Tarihçiler her ne kadar Afrika jeo-biyolojik yapısında simgesel dilin tahminen son buzul dönemi öncesinde, M.Ö. 100.000’ler civarında oluşmuş olabileceğinden bahsediyorlarsa da, asıl simgesel dil devriminin Ortadoğu jeobiyolojik yapısına bağlı olarak son buzul dönemi sonrasında, M.Ö. 20.000’ler civarında patlama yaptığı konusunda hemfikirdirler. Yaklaşık altı bin yıl öncesine kadar zengin bir bitki yapısına sahip olan Büyük Sahra Çölü’nden Arabistan ve İran çöllerine kadar Semitik olarak adlandırılan toplulukların Sami dil kökeni etrafında geniş bir ‘kabileler sistemi’ oluşturduklarına dair daha net tarihsel gözlemler, etnik ve antropolojik bilgiler mevcuttur. Afrika’nın çok zengin işaret dillerinden Semitik simgesel dil yapısına dayalı kabile sistemine geçiş, evrensel tarihin temel aşamalarından biridir. Bu dil ve kültür grubu gerek neolitik tarım ve hayvancılık devriminde, gerekse şehir (medeniyet, uygarlık) devriminde büyük rol oynayacaktır.

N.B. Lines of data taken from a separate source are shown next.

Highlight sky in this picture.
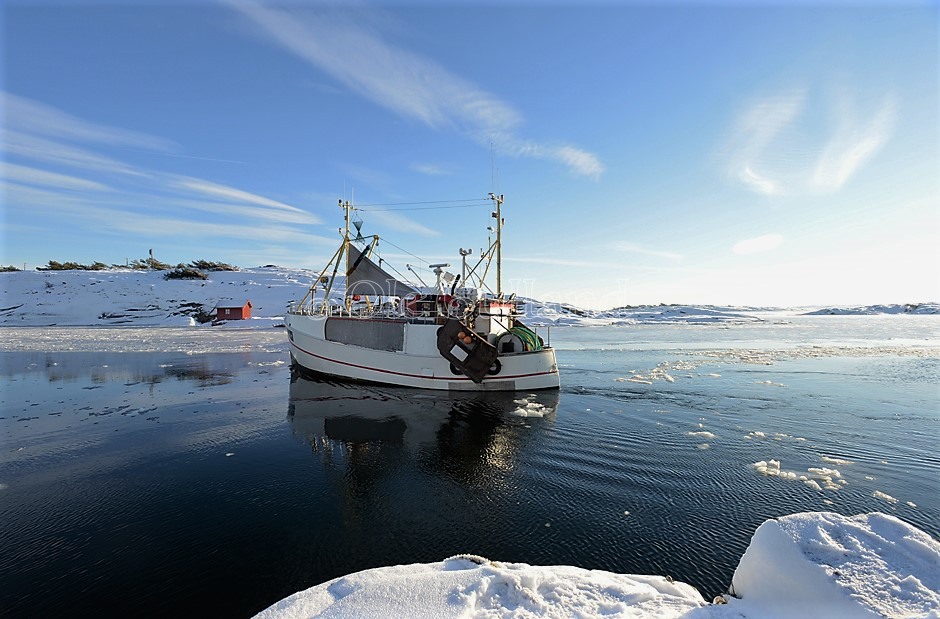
[0,0,940,309]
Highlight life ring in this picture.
[486,359,503,376]
[402,293,421,316]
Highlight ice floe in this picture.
[257,512,940,619]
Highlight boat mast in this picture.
[339,200,351,275]
[490,192,503,297]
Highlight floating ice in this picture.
[872,490,898,505]
[509,398,556,417]
[257,512,940,619]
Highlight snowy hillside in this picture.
[0,267,940,327]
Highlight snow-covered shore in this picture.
[257,512,940,619]
[0,267,940,327]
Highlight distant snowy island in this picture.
[0,266,940,327]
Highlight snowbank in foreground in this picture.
[257,512,940,619]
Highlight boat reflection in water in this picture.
[288,372,559,486]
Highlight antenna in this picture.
[490,142,499,195]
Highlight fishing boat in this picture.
[284,193,559,391]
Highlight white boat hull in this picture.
[285,314,560,391]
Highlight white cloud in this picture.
[365,211,440,236]
[0,91,178,152]
[175,178,306,214]
[0,162,109,191]
[813,96,897,191]
[727,90,805,195]
[3,130,147,177]
[612,241,682,262]
[723,90,897,195]
[411,163,454,176]
[229,0,604,178]
[731,234,784,256]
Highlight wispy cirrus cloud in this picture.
[411,163,454,176]
[726,90,806,195]
[176,178,305,213]
[0,91,179,152]
[611,241,683,262]
[366,211,440,236]
[3,130,149,177]
[813,93,897,190]
[0,93,320,242]
[723,89,897,196]
[228,0,604,178]
[0,162,110,191]
[731,234,784,256]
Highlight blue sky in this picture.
[0,0,940,308]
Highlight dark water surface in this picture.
[0,317,940,617]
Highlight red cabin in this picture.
[215,301,252,320]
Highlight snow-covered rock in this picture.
[257,512,940,619]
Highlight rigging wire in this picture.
[355,198,489,213]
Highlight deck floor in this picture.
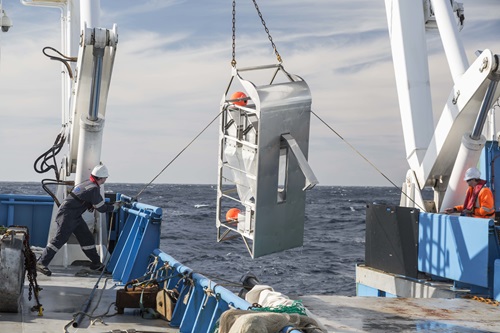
[0,267,500,333]
[0,266,179,333]
[297,296,500,333]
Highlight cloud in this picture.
[0,0,499,186]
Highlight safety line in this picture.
[134,110,224,199]
[311,110,426,212]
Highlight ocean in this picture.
[0,182,400,297]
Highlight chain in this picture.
[231,0,236,67]
[253,0,283,64]
[231,0,283,67]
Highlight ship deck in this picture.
[0,267,500,333]
[0,266,179,333]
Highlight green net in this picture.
[251,300,306,316]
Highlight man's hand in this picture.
[113,201,125,212]
[444,207,457,214]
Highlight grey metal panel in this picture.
[217,65,317,258]
[253,81,311,258]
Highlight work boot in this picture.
[36,262,52,276]
[90,262,104,272]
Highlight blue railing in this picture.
[107,194,162,284]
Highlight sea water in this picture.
[0,183,400,296]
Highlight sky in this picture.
[0,0,500,186]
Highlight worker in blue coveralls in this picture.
[36,164,122,276]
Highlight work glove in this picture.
[113,201,125,212]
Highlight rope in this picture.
[311,110,425,211]
[134,110,224,198]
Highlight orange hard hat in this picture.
[230,91,247,106]
[226,208,240,221]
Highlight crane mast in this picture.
[385,0,500,212]
[21,0,118,265]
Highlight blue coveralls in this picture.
[39,180,113,266]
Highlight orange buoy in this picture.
[226,208,240,221]
[230,91,247,106]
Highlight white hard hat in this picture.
[92,164,109,178]
[464,168,481,181]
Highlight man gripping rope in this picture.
[36,164,122,276]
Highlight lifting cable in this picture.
[311,110,426,212]
[42,46,78,79]
[231,0,283,68]
[132,110,224,200]
[134,0,282,200]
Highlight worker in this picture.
[36,164,122,276]
[444,168,495,219]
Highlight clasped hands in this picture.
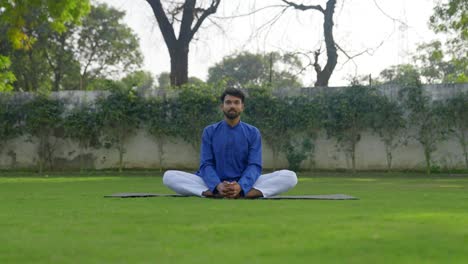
[216,181,242,199]
[202,181,242,199]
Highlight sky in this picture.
[94,0,441,86]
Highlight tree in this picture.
[282,0,338,86]
[320,86,377,172]
[429,0,468,83]
[142,98,174,171]
[147,0,221,86]
[21,95,64,173]
[393,69,445,174]
[0,95,22,154]
[74,4,142,89]
[63,104,102,171]
[0,0,89,91]
[429,0,468,41]
[245,87,316,169]
[0,0,89,49]
[208,52,302,88]
[169,84,221,152]
[96,87,142,172]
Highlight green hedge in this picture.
[0,84,468,173]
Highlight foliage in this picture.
[0,174,468,264]
[169,84,222,152]
[0,0,89,49]
[0,94,22,154]
[147,0,221,86]
[414,41,468,83]
[320,86,378,172]
[21,95,64,173]
[429,0,468,41]
[380,64,421,87]
[96,89,142,172]
[121,71,155,94]
[245,87,316,169]
[369,95,406,171]
[429,0,468,83]
[63,104,102,170]
[208,52,302,88]
[442,92,468,169]
[0,55,16,93]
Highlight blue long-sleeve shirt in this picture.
[196,120,262,194]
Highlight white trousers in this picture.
[163,170,297,197]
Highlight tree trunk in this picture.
[146,0,221,86]
[315,0,338,87]
[157,136,164,171]
[458,131,468,169]
[169,43,189,86]
[424,147,431,175]
[385,144,393,172]
[351,142,356,174]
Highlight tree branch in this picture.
[282,0,325,14]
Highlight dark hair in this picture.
[220,88,245,103]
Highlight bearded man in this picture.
[163,88,297,199]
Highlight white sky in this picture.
[97,0,436,86]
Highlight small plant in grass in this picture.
[370,96,406,171]
[22,95,64,173]
[169,84,222,152]
[245,87,316,170]
[442,92,468,169]
[63,104,102,171]
[96,88,142,172]
[0,95,22,159]
[142,98,173,171]
[399,80,447,174]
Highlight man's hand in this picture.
[216,181,242,199]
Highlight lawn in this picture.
[0,172,468,264]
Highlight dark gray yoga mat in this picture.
[104,193,358,200]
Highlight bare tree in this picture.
[282,0,338,86]
[147,0,221,86]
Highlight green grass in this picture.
[0,172,468,264]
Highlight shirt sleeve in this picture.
[239,129,262,195]
[200,128,221,192]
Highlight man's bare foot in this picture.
[245,188,263,199]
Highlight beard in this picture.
[223,109,240,120]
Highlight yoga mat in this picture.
[104,193,358,200]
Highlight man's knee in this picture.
[279,170,297,188]
[163,170,177,187]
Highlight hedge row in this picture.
[0,85,468,173]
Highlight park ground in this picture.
[0,171,468,264]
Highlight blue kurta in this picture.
[196,120,262,194]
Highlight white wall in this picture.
[0,84,468,170]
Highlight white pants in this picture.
[163,170,297,197]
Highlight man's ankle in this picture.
[202,190,214,197]
[245,188,263,199]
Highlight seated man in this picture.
[163,88,297,198]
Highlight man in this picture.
[163,88,297,199]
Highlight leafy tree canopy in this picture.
[208,52,302,88]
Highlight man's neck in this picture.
[224,117,240,127]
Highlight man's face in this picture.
[221,94,244,120]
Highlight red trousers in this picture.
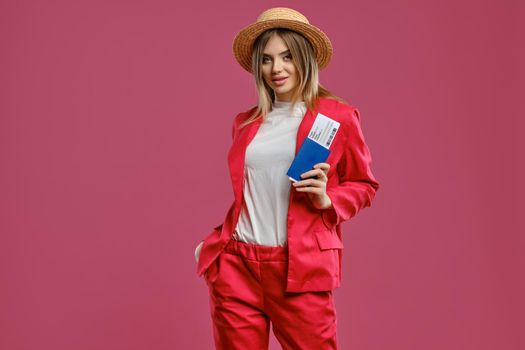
[205,239,337,350]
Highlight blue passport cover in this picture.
[286,137,330,182]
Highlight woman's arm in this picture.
[322,108,379,227]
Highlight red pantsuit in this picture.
[197,98,379,350]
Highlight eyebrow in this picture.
[263,50,290,57]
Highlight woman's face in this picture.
[262,35,298,101]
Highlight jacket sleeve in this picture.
[321,107,379,227]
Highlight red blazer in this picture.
[197,98,379,292]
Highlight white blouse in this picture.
[233,100,306,246]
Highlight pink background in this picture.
[0,0,525,350]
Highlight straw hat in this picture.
[233,7,333,73]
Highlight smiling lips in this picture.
[272,77,288,85]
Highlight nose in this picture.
[272,59,283,73]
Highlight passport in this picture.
[286,113,340,182]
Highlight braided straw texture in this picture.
[232,7,333,73]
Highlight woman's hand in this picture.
[292,163,332,209]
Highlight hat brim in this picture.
[232,19,333,73]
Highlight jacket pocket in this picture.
[315,230,343,250]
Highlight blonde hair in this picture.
[240,28,346,128]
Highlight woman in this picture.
[195,8,379,350]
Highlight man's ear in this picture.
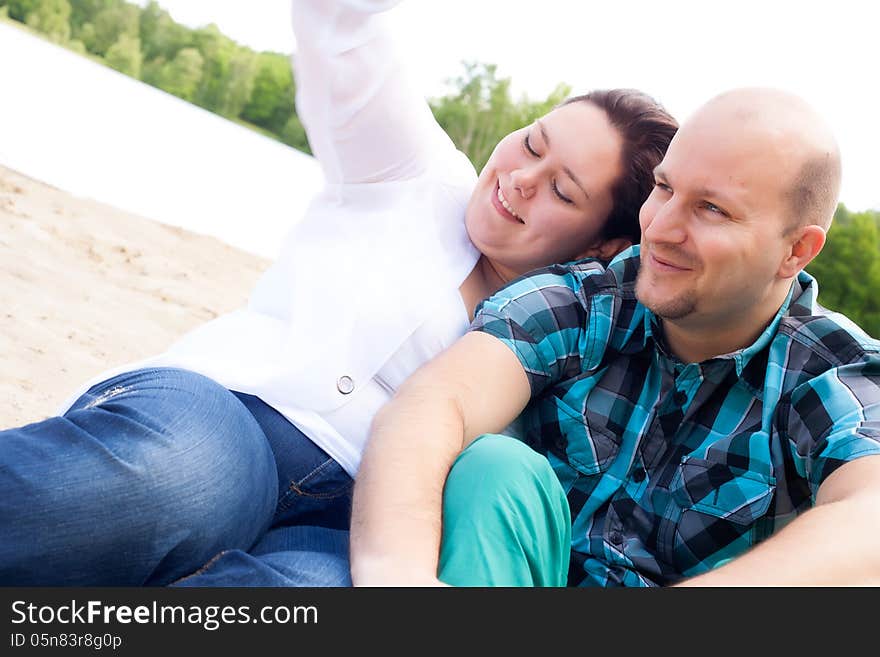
[779,224,826,278]
[576,237,632,260]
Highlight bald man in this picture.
[352,89,880,586]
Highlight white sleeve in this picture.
[292,0,451,183]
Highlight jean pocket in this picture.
[279,458,354,508]
[666,457,776,574]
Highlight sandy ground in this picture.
[0,165,269,429]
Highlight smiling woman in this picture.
[0,0,677,585]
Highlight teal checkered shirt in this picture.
[472,247,880,586]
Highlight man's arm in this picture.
[679,456,880,586]
[351,332,531,585]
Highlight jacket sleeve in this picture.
[292,0,451,184]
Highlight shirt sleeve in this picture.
[292,0,454,184]
[788,354,880,502]
[471,266,607,397]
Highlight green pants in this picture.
[439,434,571,586]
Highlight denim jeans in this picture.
[0,368,352,586]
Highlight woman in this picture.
[0,0,676,585]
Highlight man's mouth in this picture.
[492,183,525,224]
[648,249,691,273]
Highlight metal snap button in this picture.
[336,376,354,395]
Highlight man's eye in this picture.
[703,201,730,217]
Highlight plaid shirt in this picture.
[472,247,880,586]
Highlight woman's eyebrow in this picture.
[535,119,590,201]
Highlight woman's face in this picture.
[465,102,628,276]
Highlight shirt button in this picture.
[336,376,354,395]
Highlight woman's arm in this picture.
[293,0,450,183]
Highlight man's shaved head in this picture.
[691,88,841,230]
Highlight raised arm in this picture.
[351,332,530,585]
[292,0,452,183]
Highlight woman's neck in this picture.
[458,255,515,319]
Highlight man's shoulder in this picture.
[779,303,880,368]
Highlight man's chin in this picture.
[636,279,697,321]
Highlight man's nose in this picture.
[644,197,687,244]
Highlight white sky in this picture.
[146,0,880,210]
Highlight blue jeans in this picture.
[0,368,352,586]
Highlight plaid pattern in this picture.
[472,247,880,586]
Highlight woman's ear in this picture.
[576,237,632,260]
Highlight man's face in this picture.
[636,114,794,331]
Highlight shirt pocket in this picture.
[556,399,621,476]
[664,457,776,575]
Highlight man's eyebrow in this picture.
[535,119,590,201]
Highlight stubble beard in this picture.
[636,270,697,321]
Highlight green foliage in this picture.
[140,0,192,61]
[154,48,205,101]
[80,2,140,55]
[25,0,71,43]
[807,205,880,337]
[104,34,143,78]
[241,52,295,134]
[6,0,39,23]
[431,62,570,171]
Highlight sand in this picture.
[0,165,269,429]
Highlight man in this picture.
[352,89,880,586]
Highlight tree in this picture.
[807,205,880,337]
[104,34,143,78]
[25,0,70,43]
[6,0,39,23]
[241,52,295,135]
[431,62,570,171]
[140,0,192,61]
[152,48,205,102]
[85,2,140,56]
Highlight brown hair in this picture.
[562,89,678,244]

İkinci büyük simgesel dil devriminin Toros-Zagros dağ sistemindeki jeobiyolojik yapıya dayalı ve Hint-Avrupa grubu olarak da adlandırılan Aryenik kabile sistemindeki gruplarca oluşturulduğu yine tarihsel gözlemler, etnik ve antropolojik çalışmalarla daha net olarak kanıtlanmış bulunmaktadır. Tarım ve şehir devrimlerinde bu grubun başat rol oynadığı kanıtlanmış gerçeğin önemli bir özelliğidir. Bu rolü temelde yerleşim alanının jeobiyolojik yapısına bağlı olarak oynamıştır.

Üçüncü büyük simgesel dil grubunu Sibirya ormanlarına dayalı ve güneyinde yaşayan Ural-Altay dil grubu olarak da adlandırılan kabile sistemleri oluşturmaktadır. Buzul dönemi sonrasında bugünkü Çin’e, Moğolistan, Türkistan ve Finlandiya’ya kadar yayılan bu grupların da evrensel tarihe katkıları ilk iki grup kadar olmasa bile, hem neolitik devrimde hem de şehir devrimlerinde önemli olmuştur.

Kafkasya, Amerika ve benzer daha izole olmuş bazı grupların marjinal de olsa gerek simgesel dil, gerek tarım ve şehir devrimle- rinde rolü bulunduğuna dair tarihsel gözlemler, etnik ve antropolojik bilgiler mevcuttur.